Rust feels modern and comes with a lot of utility functions that make development easier. It has a great community and detailed documentation. Rust also has great IDE support and a very friendly error/warning message.

Some similarities

  • Array methods

    Rust has built-in utility functions like .filter or .map to iterate over an "iterators." Their syntax is quite similar to their javascript conterpart. Bellow is an example of rust .map which increment all element of an array by 1.

    let array: Vec<i32> = [1, 2, 3].iter().map(|x|  x  +  1).collect();
  • Variable declaration

    Rust variable declaration syntax as you may have noticed in the above example is similar to the one used in typescripts; They use the let keywords. The type definition is not always required as the compiler can often make good guesses from its usage. The following is a perfectly valid rust code.

    let num = 32;
  • Closures

    Rust has closures. They are very similar to javascript lambdas. Bellow is an example of javascript closure;

    let  my_closure  =  |x:  i32, y:  i32| {x  +  y};
    println!("The result {}", my_closure(12,12));
    // prints "The result 24

Some differences

  • Imutability is the default

    All variable in rust are immutable by default;

    let num1 = 4;
    // num1 is considered as a constant variable
    let mut num2 = 4;
    // num2 is mutable;

    One thing to note though about rust immutability is that it is recursive and behaves like "Object.freeze" in javascript or ReadOnly type in typescript. For example, pushing to an non-mutable variable raises a compile error.

    // this does not compile
    let non_mutable_array  =  vec![12,25,58];
  • No garbage collection

    Rust is not garbage collected and guarantees memory safety through the concept of ownerships whose rules are that :

    • Each value in Rust has a variable that’s called its owner.
    • There can only be one owner at a time.
    • When the owner goes out of scope, the value will be dropped.
  • Classes and OOP

    Rust does not have classes but structs that behave similarly.
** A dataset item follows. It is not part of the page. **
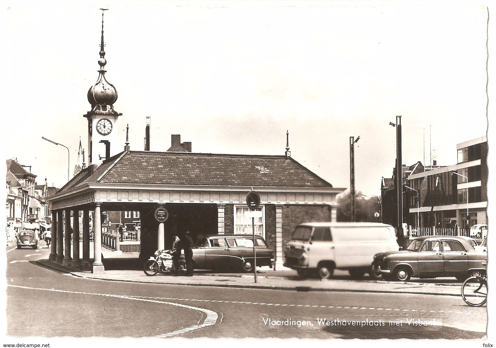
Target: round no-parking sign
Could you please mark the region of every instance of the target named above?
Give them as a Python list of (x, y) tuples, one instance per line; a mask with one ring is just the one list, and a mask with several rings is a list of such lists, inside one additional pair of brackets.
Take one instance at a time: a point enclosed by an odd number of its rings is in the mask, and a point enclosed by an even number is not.
[(159, 207), (155, 209), (155, 216), (159, 222), (165, 222), (169, 219), (169, 212), (165, 208)]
They can hold properties and are quite easy to work with. However, learning how to use structs is out of the scope of this article. Struct in Rust:

    struct Person{
        name: String,
        age: u8
    let person : Person = Person { name: "Jhon", age: 6};

    Rust also has traits that behave like interfaces ( abstracts classes ). I however find their appellation much more intuitive than interface or abstract classes. Rust does not have inheritance, but the behavior can be mimicked through the use of the default method in trait implementations. more on traits.

Learning curve

Learning Rust from a language as high as javascript can be difficult. The reason is that Rust being a system programming language, requires knowing some lower-level concepts.
That said, I must mention that the rust book is very well written and easy to understand. It goes into great detail about the reason for certain behaviors. Knowing the reason why the borrow checker goes made debugging much easier for me.

Why Rust

Rust is a good solution to build a fast and secure backend server. It is also a good choice to start writing web assembly and produce very fast front-end applications.

I chose rust as the main language to build "crawling-spider", a project on which I will be working for the next two months or so.
Inspired by scraper-copier "crawling-spider" is a visual live browser simulation of the web crawling process.

After words

I am still very new to Rust. Some of what has been said may be wrong. Going forward, I plan to build a portable server mock in Rust as my first project.